The damper motor is the small electric motor inside the damper actuator assembly that physically opens and closes the air baffle controlling cold air flow between the freezer and fresh food compartment. A motor failure means this movement can no longer occur.
What Triggers This Error?
The control board commands the motor to move and detects — via a feedback sensor, a stall current reading, or a failure of temperature to change as expected — that the motor has not moved.
Common Sources
- Motor winding burnout: Overloading (from a jammed damper door) causes the motor to draw excess current and burn out.
- Mechanical seizure: The gear train inside the actuator jams due to broken plastic gears or ice intrusion.
- Low temperature brittleness: Plastic gears inside the actuator become brittle at freezer temperatures and can crack or strip teeth.

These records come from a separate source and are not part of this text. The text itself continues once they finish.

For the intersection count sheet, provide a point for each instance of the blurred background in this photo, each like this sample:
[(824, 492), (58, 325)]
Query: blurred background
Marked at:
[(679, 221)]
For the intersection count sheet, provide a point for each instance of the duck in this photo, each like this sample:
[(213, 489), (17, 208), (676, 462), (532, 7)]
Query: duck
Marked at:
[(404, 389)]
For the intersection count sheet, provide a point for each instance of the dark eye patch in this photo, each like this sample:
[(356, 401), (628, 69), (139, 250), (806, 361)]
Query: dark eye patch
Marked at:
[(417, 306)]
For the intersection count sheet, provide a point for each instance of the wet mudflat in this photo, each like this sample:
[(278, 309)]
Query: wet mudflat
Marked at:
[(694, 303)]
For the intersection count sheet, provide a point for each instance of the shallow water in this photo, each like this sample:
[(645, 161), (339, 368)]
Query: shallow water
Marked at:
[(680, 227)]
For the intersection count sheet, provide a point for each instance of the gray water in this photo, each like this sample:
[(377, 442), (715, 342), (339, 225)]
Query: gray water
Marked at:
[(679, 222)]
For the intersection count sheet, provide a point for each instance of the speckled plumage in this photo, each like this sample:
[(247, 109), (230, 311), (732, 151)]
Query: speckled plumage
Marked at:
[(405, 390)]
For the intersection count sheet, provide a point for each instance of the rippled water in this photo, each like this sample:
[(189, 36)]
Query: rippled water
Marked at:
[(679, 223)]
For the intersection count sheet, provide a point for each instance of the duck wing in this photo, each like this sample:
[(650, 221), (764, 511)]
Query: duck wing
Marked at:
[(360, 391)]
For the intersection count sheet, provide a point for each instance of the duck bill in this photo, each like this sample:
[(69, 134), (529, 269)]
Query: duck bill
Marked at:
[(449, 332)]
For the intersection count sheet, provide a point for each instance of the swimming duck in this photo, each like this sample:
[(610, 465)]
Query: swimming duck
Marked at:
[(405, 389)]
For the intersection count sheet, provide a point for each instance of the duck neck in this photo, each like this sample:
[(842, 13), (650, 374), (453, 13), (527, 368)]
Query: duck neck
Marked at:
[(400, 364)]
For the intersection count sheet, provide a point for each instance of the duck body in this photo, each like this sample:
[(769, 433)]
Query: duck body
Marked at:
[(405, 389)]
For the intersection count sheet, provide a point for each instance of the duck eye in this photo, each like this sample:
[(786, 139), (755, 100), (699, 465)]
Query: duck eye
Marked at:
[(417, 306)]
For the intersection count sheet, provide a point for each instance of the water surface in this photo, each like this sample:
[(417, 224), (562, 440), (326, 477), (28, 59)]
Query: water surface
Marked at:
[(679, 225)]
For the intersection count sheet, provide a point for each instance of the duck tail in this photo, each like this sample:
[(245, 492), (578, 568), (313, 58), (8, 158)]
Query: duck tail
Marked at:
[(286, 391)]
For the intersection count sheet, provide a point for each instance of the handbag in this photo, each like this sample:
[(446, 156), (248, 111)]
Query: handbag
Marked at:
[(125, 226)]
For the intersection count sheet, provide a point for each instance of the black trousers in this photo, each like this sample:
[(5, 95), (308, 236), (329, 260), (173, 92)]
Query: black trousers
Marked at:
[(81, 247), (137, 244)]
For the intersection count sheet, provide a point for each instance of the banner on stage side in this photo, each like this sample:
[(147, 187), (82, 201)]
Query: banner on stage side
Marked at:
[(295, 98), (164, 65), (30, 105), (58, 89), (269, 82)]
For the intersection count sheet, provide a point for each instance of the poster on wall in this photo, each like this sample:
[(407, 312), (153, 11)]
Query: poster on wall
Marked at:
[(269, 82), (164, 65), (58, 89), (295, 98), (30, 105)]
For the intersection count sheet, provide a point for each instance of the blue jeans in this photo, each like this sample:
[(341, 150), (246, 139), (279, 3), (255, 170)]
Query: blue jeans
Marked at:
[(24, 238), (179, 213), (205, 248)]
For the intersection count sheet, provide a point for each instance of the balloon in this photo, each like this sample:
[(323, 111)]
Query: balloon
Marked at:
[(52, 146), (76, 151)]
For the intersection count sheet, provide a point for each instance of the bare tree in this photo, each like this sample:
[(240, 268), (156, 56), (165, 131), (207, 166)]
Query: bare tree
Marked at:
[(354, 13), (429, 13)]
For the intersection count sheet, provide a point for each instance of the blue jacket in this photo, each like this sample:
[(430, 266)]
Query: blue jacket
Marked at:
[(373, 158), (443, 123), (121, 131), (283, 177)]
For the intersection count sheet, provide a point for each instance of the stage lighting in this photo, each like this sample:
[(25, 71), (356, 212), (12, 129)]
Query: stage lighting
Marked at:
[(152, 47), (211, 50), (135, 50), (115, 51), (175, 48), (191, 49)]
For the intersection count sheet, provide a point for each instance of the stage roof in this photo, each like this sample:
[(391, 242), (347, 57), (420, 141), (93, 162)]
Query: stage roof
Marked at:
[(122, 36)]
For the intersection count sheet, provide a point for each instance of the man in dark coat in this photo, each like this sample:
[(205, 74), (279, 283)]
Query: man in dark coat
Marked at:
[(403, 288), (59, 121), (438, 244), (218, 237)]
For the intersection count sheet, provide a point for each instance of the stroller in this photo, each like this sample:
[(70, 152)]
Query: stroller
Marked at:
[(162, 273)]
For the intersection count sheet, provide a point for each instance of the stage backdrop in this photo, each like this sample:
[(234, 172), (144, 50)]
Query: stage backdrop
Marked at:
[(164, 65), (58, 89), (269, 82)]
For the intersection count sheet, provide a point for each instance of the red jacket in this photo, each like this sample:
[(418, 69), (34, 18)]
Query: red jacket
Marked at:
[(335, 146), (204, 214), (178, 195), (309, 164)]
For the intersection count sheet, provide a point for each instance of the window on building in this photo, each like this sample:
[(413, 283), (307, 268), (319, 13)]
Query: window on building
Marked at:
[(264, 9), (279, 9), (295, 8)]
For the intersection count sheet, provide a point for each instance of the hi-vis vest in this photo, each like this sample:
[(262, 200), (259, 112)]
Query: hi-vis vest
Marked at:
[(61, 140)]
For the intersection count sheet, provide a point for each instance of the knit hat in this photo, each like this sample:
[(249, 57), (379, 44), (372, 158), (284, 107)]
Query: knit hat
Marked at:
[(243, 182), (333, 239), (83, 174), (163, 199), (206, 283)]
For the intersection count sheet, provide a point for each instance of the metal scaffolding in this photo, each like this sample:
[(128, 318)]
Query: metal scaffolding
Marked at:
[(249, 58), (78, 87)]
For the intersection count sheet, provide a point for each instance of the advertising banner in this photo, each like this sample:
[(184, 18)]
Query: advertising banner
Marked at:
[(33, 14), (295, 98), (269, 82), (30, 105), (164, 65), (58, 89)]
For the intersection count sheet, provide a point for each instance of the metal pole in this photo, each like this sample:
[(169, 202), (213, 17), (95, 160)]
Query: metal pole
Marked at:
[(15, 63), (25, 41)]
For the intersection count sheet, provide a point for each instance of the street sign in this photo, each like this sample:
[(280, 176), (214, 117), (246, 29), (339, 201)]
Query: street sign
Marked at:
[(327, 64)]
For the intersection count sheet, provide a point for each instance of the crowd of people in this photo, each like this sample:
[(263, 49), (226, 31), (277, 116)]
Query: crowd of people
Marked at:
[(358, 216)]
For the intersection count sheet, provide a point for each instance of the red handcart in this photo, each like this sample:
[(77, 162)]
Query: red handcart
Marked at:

- Voltage starvation: If the control board output for the motor is low due to a board fault, the motor stalls.
Solutions
- Check for a physically jammed damper: Before replacing the motor, ensure the damper flap can move freely by hand (with power disconnected). Ice or a broken flap causes motor burnout through repeated stalling.
- Test the motor electrically: Apply rated voltage to the motor terminals. A working motor will turn. A failed winding will show incorrect resistance or no movement.
- Replace the damper actuator assembly: Damper motor assemblies are typically sold as complete units. Individual gear trains are available for some models from specialist suppliers.
- Address root cause: If ice jammed the motor, resolve the underlying frost accumulation problem (e.g., a defrost fault) to prevent repeat failure.